University at Buffalo, State University of New York

2 papers in the library · 146 citations · publishing 1998-2004

Papers

Lysergic acid diethylamide and [−]-2,5-dimethoxy-4-methylamphetamine increase extracellular glutamate in rat prefrontal cortex

Brain Research August 27, 2004 John W. Muschamp, Meredith J. Regina, Elaine M. Hull et al. 116 citations

Hallucinogens such as LSD and DOM increase extracellular glutamate in the prefrontal cortex of rats, as shown by in vivo microdialysis. LSD (0.1 mg/kg) caused a time-dependent rise in glutamate that was blocked by a 5-HT(2A) antagonist. DOM (0.6 mg/kg) raised glutamate to 206% above controls. Direct application of LSD to the prefrontal cortex via reverse dialysis also rapidly increased glutamate, which remained elevated after infusion stopped. These findings suggest that enhanced glutamate release is a shared mechanism in the action of hallucinogens.
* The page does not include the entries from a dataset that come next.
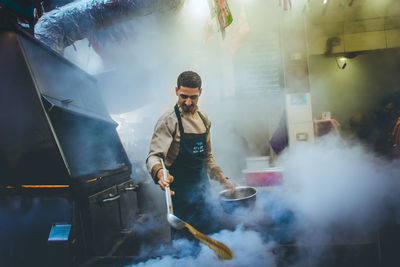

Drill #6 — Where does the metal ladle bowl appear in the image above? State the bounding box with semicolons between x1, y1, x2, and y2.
167;213;185;230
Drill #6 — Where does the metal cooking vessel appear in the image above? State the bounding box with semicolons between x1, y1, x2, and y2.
219;186;257;213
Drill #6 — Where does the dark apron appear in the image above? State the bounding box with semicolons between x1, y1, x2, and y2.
169;105;213;238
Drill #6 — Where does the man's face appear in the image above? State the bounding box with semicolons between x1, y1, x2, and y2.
175;86;201;112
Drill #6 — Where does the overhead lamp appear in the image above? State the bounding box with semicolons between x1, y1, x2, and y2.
336;57;347;70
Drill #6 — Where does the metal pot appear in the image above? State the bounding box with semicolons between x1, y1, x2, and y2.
219;186;257;213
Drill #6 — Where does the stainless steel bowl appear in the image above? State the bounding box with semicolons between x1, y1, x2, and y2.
219;186;257;213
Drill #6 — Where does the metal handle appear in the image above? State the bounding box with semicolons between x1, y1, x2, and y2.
161;159;174;214
124;186;137;191
103;195;121;203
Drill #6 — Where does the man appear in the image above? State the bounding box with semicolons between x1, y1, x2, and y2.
146;71;235;237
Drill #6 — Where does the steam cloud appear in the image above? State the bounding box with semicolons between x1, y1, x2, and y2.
126;136;400;266
57;1;400;266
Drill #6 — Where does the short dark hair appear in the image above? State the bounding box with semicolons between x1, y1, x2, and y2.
177;71;201;89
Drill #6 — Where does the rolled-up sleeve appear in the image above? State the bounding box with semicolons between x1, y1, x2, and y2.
146;113;175;182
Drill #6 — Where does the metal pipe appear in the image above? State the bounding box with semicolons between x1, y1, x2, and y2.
35;0;184;54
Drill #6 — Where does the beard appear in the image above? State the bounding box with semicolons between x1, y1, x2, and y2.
182;103;197;113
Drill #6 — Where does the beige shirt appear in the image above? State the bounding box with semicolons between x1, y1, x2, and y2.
146;104;225;182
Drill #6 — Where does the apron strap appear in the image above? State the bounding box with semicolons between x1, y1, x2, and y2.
174;104;210;134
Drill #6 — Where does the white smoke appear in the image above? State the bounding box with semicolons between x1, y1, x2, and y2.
126;136;400;266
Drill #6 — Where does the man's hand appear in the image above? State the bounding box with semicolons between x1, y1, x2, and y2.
157;169;175;196
222;177;236;194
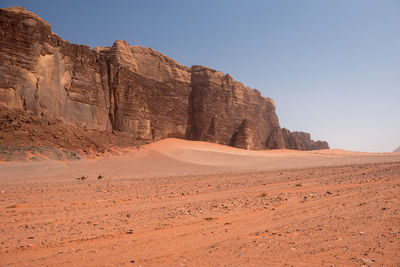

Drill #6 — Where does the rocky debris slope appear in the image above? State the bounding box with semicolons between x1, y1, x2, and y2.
0;7;328;156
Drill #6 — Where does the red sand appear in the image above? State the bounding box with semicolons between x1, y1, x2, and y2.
0;139;400;266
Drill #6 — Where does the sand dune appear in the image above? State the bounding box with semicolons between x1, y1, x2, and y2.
0;139;400;266
0;138;400;183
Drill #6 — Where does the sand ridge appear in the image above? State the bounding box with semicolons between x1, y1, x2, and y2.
0;139;400;266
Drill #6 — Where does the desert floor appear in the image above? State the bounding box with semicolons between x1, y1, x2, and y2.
0;139;400;267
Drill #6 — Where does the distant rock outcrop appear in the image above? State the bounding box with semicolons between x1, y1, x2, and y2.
0;7;328;153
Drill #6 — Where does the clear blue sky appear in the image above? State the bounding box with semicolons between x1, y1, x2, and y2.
0;0;400;152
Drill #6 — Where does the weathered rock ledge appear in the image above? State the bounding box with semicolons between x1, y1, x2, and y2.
0;7;328;155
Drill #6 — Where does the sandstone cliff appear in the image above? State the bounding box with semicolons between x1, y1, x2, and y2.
0;7;328;157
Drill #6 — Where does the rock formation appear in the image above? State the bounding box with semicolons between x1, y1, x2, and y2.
0;7;328;153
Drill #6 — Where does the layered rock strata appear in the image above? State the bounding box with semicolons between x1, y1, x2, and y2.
0;7;328;150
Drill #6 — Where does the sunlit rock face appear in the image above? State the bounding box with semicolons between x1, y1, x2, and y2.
0;7;328;150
A comparison of N,N-dimethyltryptamine, harmaline, and selected congeners in rats trained with LSD as a discriminative stimulus

Progress in Neuro-Psychopharmacology and Biological Psychiatry May 1, 1998 Scott Helsley, David Fiorella, Richard A. Rabin et al. 30 citations

In rats trained to distinguish LSD from saline, several N-substituted tryptamines produced intermediate levels of LSD-like responding: MDMT (76.4%), DMT (77.9%), and DET (48.7%). 6-F-DET elicited 41.3% LSD-appropriate responding at 6.0 mg/kg, but only 4 of 8 subjects completed the session, precluding statistical analysis. Bufotenine (25.8%) failed to substitute. None of the tryptamines substituted completely for LSD, though the pattern aligns with their known human hallucinogenic activity. Among beta-carbolines tested, only harmane showed intermediate substitution (49.5%); others, including harmaline and THBC, showed no significant generalization. The tryptamines overall showed greater similarity to the LSD stimulus than the beta-carbolines did.